A Santa Casa de Maceió (antigamente conhecida como “Santa Casa de Misericórdia”) já marca um ciclo de mais de 165 anos de fundação. Essa Casa da Saúde de Maceió foi criada em 07/09/1851 pelo cônego João Barbosa Cordeiro, com o lançamento da pedra fundamental no antigo Hospital de Caridade São Vicente de Paulo, por isso se convencionou a comemorar a fundação desta instituição em 27 de setembro, data  dedicada a São Vicente de Paulo, santo que inspirou sua criação. Naquela época, o cônego João Barbosa Cordeiro, pároco da capital, com a ajuda física e espiritual das irmãs Vicentinas, coordenou a arrecadação de inúmeras doações para abrir a pequena unidade hospitalar na cidade. O terreno para sua construção foi doado pelo advogado João Camilo de Araújo e o projeto do prédio foi uma gentileza do engenheiro civil Pedro José de Azevedo Sharamback. Este engenheiro também foi responsável pela construção dos prédios da Assembleia Legislativa, do Mercado Público, da Fazenda Estadual (atual Ministério da Fazenda) e do Liceu de Artes e Ofícios (atual Espaço Cultural da UFAL, na Praça Sinimbu).
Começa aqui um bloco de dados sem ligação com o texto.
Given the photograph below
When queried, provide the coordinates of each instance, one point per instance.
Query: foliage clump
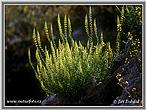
(66, 66)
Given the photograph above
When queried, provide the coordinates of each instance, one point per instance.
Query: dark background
(20, 80)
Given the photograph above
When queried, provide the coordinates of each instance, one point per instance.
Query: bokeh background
(20, 81)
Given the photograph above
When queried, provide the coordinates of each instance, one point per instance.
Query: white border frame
(65, 2)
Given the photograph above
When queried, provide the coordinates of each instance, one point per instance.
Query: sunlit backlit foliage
(66, 68)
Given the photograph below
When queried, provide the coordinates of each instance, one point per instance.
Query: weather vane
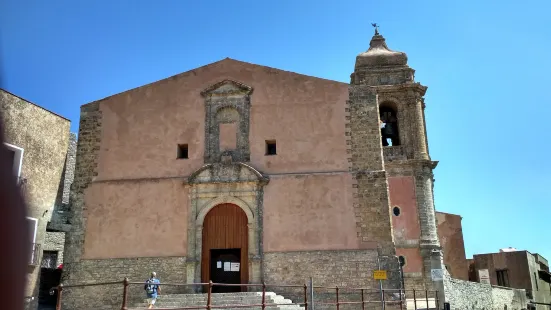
(376, 26)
Mas a criação das Santas Casas de Misericórdia não é uma originalidade brasileira. Essa instituição teve origem no “Compromisso da Misericórdia de Lisboa”, por volta de 1498, com a aprovação do rei Dom Manuel I e, posteriormente, confirmado pelo Papa Alexandre VI. Seu regulamento teve como base os ensinamentos de São Tomás de Aquino, inspirado na Irmandade da Nossa Senhora da Misericórdia. No Brasil, a atuação destas Casas de Saúde dividiu-se em duas fases: a primeira representou o período de meados do século XVIII até 1837, como instituição de natureza caritativa; e a segunda compreendeu o período de 1838 a 1940, com a preocupação de natureza filantrópica. A primeira Santa Casa de Misericórdia implantada em terras brasileiras foi na cidade de Olinda em 1539, na província de Pernambuco.
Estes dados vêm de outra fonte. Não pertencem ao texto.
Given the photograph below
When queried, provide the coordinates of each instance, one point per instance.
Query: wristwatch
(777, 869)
Mas, a realidade de hoje é outra, bastante diferente do tempo de Zé Trindade. As Santas Casas de Misericórdias evoluíram, deixaram de serem hospitais filantrópicos para se transformarem em empresas prestadores de serviços de saúde, lucrando com isso e sendo imunes ao pagamento de tributos fiscais. Deixaram de serem unidades para serem complexos hospitalares e ambulatoriais, atendendo mais aos pacientes particulares (aqueles que podem pagar por serviços médicos) e aos usuários de Planos de Saúde, em detrimento dos pacientes pobres e financeiramente hipossuficientes, que não podem contratar tais serviços, totalmente dependentes do SUS (Serviço Único de Saúde Pública).
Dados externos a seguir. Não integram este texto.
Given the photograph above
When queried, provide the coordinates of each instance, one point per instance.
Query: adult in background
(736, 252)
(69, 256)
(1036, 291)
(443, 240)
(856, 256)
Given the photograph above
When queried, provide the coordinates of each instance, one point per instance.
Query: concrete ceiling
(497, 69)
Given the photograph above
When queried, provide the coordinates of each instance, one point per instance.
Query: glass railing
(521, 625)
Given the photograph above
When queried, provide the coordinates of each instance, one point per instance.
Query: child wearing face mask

Os melhores equipamentos e os melhores profissionais da saúde estão lotados nas Santas de Casas de Misericórdias. Aliás, nos Estatutos Sociais dessas instituições foi retirada a expressão “misericórdia” (afinal, quem possui misericórdia tem compaixão e pratica a caridade).  E não é isso o que acontece nos dias atuais… Pensemos nisso! Por hoje é só.